An Indian woman has become the second person in a matter of days to die after being attacked by monkeys in the city of Agra.
Bhooran Devi, aged 59, went into a field near her home in Agra during the evening of Wednesday, November 14, 2018, where the group of monkeys attacked her.
Relatives found the woman lying in the field and bleeding profusely. They rushed her to a nearby medical clinic where she was pronounced dead.
According to police, she had bled to death as a result of the brutal attack.
Locals reported the attack to the police which caused an outcry in the city.
Relatives of Devi said: “She had lost so much blood that doctors could do nothing to save her.”
This incident is the second in a matter of days within the city. On Monday, November 12, 2018, a newborn baby was killed by several monkeys.
It was heard that 12-day-old Arush was snatched from his mother’s lap after the animal came into her home in the Kachhara area.
The baby’s father Yogesh had chased the monkey in a bid to get his son back.

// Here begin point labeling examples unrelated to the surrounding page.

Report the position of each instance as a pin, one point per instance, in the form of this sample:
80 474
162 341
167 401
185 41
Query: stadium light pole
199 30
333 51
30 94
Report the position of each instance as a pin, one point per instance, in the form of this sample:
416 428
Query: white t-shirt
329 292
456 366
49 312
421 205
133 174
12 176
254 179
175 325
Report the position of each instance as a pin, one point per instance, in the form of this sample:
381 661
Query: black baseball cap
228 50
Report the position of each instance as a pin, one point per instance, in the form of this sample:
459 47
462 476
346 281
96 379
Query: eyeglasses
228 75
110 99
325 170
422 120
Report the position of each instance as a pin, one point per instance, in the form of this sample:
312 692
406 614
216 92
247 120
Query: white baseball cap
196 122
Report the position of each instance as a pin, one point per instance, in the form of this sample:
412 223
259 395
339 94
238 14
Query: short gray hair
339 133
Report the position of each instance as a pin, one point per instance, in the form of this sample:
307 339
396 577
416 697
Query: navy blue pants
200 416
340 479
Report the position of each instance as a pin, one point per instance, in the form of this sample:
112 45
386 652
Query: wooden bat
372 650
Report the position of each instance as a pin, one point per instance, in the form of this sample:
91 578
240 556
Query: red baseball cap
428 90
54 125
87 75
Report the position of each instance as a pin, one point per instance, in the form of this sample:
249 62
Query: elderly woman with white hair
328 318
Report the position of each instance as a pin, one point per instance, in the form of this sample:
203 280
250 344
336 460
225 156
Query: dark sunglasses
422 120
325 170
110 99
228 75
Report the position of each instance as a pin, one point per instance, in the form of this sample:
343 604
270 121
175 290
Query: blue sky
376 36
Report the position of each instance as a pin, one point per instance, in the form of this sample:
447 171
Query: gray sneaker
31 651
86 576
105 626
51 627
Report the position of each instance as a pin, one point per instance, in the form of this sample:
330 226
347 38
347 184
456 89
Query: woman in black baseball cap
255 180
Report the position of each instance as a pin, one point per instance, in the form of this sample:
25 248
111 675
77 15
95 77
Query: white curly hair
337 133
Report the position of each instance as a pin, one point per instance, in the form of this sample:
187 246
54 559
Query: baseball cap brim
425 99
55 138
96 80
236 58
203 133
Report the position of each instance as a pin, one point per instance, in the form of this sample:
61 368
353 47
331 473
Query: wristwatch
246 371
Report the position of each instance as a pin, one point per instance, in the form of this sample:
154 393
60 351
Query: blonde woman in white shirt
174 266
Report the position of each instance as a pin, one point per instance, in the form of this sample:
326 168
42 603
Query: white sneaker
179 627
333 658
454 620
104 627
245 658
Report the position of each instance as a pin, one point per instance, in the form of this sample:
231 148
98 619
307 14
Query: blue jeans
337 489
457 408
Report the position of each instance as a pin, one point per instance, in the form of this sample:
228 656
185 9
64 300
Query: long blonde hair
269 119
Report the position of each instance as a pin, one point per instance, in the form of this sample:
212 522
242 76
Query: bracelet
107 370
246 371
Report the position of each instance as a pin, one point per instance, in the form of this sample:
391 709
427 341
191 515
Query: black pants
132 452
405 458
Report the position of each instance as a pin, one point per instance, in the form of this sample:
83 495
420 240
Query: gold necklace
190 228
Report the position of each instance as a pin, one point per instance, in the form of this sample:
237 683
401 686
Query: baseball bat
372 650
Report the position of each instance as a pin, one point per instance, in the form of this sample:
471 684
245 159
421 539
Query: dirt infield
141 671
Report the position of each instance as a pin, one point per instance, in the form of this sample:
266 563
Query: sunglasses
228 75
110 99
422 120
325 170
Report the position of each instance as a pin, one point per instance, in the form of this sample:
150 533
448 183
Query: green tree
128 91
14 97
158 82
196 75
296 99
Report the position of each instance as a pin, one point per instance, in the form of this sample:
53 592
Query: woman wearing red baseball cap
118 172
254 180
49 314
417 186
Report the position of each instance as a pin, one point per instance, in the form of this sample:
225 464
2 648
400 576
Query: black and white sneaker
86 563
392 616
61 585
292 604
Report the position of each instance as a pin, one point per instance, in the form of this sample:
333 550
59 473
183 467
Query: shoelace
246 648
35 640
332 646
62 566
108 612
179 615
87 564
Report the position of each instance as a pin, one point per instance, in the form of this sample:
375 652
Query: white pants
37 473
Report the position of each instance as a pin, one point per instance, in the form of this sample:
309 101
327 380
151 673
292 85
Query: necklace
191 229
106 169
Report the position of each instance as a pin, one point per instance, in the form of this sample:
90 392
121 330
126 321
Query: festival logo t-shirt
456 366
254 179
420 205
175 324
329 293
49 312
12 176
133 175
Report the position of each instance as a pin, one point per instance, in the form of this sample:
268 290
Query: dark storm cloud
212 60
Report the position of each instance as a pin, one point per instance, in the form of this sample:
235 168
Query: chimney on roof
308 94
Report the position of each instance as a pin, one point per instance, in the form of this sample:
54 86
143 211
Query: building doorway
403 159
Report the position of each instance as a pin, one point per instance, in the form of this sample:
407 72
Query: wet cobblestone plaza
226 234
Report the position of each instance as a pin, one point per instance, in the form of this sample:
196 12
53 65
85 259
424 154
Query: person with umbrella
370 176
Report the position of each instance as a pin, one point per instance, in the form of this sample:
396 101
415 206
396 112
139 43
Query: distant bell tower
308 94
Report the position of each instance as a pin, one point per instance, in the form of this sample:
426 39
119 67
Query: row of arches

The animal eventually left the baby on a neighbour’s roof, but by then, it was too late.
It was heard that the infant died from the injuries caused after being bitten multiple time.
Yogesh told the Times of India: “The main door of the house was open, and my wife was breastfeeding our son, suddenly a monkey barged inside our house and grabbed the child by his neck.
“Before Neha could do anything, the monkey took away our son.
“After a chase, the monkey left our son on a neighbour’s roof but it was too late, Arush was heavily bleeding and had no pulse.”
Arush’s parents took him to a local hospital where he was unfortunately pronounced dead.
These two incidents are examples of the huge problem Agra has with the monkey menace. It has been a problem for the last 10 years.
There are over 25,000 in the city and activists are calling for them to be moved to a sanctuary.
Currently, monkeys are a protected species in India under the Wildlife Protection Act, meaning they cannot be moved from the habitat, sterilised or killed.
Because of the number of monkeys, locals are living in fear in case they are bitten.
Local voluntary agencies have organised a conference where a plan was formulated to control the monkey problem in the Taj City.
It is one of the worst affected cities as monkeys frequently attack tourists and pilgrims.
The incidents of Bhooran and Arush are examples where monkey attacks in India have been fatal.